[Cancer]
Even in advanced breast cancer — adding herbal medicine to chemotherapy halved the risk of death
Herbal medicine is beneficial even in breast cancer that has already advanced. Today we summarize this topic through a single large-scale study that analyzed nationwide medical records (Taiwan).
To state the conclusion first: even in advanced breast cancer, patients who added herbal medicine lived clearly longer than those who did not take it.

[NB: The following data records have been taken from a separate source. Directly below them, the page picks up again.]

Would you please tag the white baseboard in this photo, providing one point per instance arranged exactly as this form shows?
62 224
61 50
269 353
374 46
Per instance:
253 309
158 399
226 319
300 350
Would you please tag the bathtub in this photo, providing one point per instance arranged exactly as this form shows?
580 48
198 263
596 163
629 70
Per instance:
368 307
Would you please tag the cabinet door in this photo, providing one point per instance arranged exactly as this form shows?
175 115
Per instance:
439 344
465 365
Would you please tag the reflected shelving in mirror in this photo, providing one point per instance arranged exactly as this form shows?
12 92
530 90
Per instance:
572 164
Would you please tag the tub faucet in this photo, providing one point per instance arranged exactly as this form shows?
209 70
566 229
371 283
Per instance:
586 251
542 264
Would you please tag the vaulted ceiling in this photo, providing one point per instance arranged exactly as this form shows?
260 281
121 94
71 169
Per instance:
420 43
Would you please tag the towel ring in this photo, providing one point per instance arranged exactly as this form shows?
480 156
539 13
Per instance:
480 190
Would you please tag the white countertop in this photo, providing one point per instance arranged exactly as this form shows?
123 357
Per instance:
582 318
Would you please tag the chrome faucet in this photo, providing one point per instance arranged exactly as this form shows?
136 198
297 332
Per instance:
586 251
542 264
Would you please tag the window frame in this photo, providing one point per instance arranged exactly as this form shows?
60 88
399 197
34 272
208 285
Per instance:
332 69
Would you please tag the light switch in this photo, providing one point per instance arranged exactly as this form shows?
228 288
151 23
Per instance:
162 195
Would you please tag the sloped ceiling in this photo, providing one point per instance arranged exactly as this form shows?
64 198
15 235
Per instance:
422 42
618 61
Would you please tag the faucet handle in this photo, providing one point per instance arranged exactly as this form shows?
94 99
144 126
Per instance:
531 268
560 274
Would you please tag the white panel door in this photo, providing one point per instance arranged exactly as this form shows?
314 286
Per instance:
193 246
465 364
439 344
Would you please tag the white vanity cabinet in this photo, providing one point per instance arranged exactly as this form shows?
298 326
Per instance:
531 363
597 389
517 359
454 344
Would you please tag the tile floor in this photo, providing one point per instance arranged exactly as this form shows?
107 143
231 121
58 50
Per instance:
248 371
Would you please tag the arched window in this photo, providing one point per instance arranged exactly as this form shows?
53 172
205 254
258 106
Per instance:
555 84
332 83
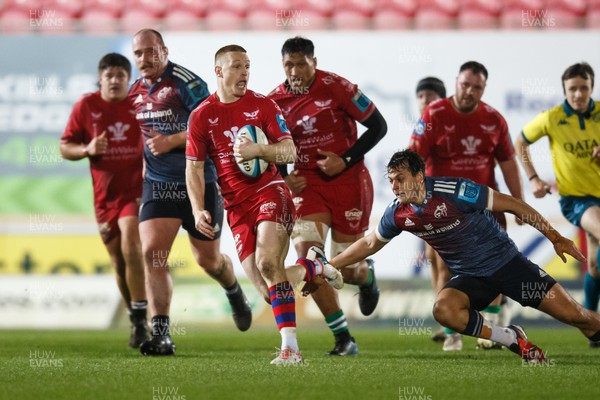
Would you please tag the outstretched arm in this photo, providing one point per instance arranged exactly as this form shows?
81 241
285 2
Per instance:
505 203
358 251
194 180
539 187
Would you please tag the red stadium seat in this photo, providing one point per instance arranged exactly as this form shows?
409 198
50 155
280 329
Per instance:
394 14
70 8
181 19
134 19
223 20
232 6
112 7
436 14
521 14
17 20
24 4
156 8
316 7
479 14
565 14
196 7
353 15
592 18
99 22
274 15
57 22
265 19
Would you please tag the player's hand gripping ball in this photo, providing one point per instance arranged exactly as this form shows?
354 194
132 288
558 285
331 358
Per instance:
254 167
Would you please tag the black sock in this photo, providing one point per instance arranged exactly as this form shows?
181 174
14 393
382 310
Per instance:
233 289
137 311
343 336
595 337
160 325
474 324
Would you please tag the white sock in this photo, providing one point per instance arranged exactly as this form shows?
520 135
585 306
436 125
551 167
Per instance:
288 338
501 334
318 267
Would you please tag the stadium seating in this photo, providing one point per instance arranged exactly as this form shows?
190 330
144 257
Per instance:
436 14
114 16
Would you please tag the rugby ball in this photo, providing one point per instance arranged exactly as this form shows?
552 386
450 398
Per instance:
255 167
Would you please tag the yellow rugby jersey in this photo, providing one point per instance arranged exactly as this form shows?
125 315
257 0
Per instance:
572 139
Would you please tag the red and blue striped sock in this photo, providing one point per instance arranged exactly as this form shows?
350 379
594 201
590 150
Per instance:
284 309
312 268
284 304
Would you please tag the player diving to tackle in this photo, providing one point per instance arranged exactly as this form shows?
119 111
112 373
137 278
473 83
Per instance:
453 215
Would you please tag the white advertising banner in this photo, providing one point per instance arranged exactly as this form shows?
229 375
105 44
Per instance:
58 302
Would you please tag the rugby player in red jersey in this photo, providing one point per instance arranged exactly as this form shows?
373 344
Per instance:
102 127
461 136
163 97
331 185
260 210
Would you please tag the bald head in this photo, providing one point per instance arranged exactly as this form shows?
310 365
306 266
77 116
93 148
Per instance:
150 54
223 51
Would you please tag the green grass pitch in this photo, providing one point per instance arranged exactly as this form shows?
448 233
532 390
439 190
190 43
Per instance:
226 364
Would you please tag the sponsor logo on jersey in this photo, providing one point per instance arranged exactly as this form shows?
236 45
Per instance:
488 128
444 186
281 122
323 104
419 128
361 101
307 124
268 208
164 92
231 134
251 115
118 130
328 80
353 215
238 243
470 144
441 211
434 110
469 191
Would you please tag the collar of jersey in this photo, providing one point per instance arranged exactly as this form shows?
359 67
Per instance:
428 193
569 110
159 80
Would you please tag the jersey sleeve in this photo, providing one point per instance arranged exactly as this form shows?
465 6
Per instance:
195 144
505 150
192 91
387 228
276 128
421 138
470 196
354 102
537 128
74 131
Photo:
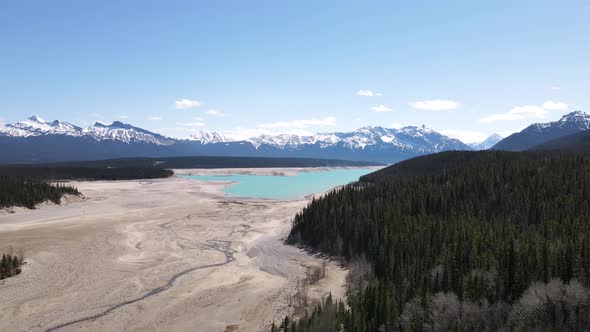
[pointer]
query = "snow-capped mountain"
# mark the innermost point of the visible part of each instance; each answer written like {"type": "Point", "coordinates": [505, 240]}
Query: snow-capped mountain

Confirmed: even in the most difficult, advanced breast cancer, herbal medicine helps survival
A study published in 2014 in Cancer — the mainstream oncology journal issued by the American Cancer Society — addressed this question. The researchers drew on Taiwan's National Health Insurance Research Database (NHIRD), analyzing 729 patients who had been diagnosed with breast cancer between 2001 and 2010 and were prescribed a taxane-class chemotherapy agent. Because Taiwan's health insurance reimburses taxanes only for locally advanced or metastatic breast cancer, a taxane prescription itself serves as a marker that identifies "advanced breast cancer."

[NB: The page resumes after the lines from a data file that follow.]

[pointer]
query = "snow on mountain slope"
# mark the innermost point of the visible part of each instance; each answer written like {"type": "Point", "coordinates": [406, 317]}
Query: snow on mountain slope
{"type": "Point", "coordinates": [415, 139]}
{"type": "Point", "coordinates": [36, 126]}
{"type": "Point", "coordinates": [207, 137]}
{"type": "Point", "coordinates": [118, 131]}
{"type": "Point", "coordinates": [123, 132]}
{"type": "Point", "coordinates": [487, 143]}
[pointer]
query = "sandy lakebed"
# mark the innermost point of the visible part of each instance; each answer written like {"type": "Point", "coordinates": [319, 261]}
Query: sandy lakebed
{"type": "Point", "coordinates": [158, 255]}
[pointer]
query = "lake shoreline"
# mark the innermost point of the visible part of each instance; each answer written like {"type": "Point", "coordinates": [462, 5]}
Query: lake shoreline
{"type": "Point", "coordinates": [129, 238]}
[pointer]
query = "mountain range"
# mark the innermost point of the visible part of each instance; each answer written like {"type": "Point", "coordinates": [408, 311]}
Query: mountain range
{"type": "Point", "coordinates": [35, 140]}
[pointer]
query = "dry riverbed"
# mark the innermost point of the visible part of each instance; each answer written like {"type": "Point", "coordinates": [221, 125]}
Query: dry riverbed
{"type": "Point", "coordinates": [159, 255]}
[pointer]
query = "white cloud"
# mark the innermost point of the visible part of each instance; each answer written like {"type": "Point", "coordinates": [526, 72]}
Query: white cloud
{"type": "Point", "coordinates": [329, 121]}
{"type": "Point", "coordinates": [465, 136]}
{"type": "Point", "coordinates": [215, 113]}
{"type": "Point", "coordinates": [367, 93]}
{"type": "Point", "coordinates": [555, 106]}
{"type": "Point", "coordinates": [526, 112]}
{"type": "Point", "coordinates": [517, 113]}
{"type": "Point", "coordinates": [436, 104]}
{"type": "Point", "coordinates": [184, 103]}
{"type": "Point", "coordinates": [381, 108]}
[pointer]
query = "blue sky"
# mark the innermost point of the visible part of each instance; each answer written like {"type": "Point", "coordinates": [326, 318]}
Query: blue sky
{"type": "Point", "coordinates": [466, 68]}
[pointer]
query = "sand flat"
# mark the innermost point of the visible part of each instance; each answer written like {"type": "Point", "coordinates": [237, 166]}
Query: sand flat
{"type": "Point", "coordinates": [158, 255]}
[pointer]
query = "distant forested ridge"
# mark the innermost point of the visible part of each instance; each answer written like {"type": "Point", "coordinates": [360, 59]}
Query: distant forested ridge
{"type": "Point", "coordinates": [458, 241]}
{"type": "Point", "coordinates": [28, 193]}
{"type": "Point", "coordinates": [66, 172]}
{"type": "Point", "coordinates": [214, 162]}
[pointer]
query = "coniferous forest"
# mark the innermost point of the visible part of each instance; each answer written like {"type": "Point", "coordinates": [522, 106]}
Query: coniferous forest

Of these, 15.8% (115 patients) took herbal medicine alongside their treatment, and over an average follow-up of 2.8 years, 277 patients died. After adjusting for various factors, patients who combined herbal medicine had a clearly lower risk of death than those who did not. The fact that this result emerged in patients whose cancer had already spread and whose prognosis was poor makes it all the more meaningful.
The longer herbal medicine is taken, the greater the effect
This study also shows how the effect changes with how long herbal medicine was taken. Patients who took herbal medicine for 30–180 days had a 45% lower risk of death (hazard ratio 0.55, 95% confidence interval 0.33–0.90), and those who took it for more than 180 days had a 54% lower risk (hazard ratio 0.46, 95% confidence interval 0.27–0.78). There was a benefit even with short-term use, but the more steadily and longer it was continued, the lower the risk of death became.
The conclusion is clear: even in breast cancer that has already advanced, patients who added herbal medicine — and especially those who continued taking it for longer — lived longer.
Instead of standard treatment, or together with it?
It must be "together." All of the benefit in this study came from "adding" herbal medicine on top of standard chemotherapy such as taxanes. Herbal medicine does not replace standard treatments such as surgery, chemotherapy, radiation, or hormone therapy.
If you are receiving or about to receive chemotherapy for advanced breast cancer, we encourage you to continue your standard treatment faithfully while consulting fully with a Korean-medicine specialist to pursue a herbal prescription suited to you.
If you are undergoing or about to begin treatment for advanced breast cancer, find out whether herbal medicine to support your recovery is right for you.
This column is intended to provide general health information based on the study below and does not replace individual diagnosis or treatment. The figures cited are the values from the original paper, and as the results of an observational study they do not establish causation. Please be sure to decide your individual treatment plan through consultation with your treating medical team.
Reference: Lee YW, Chen TL, Shih YRV, et al. Adjunctive traditional Chinese medicine therapy improves survival in patients with advanced breast cancer: a population-based study. Cancer. 2014;120(9):1338-1344. doi:10.1002/cncr.28579.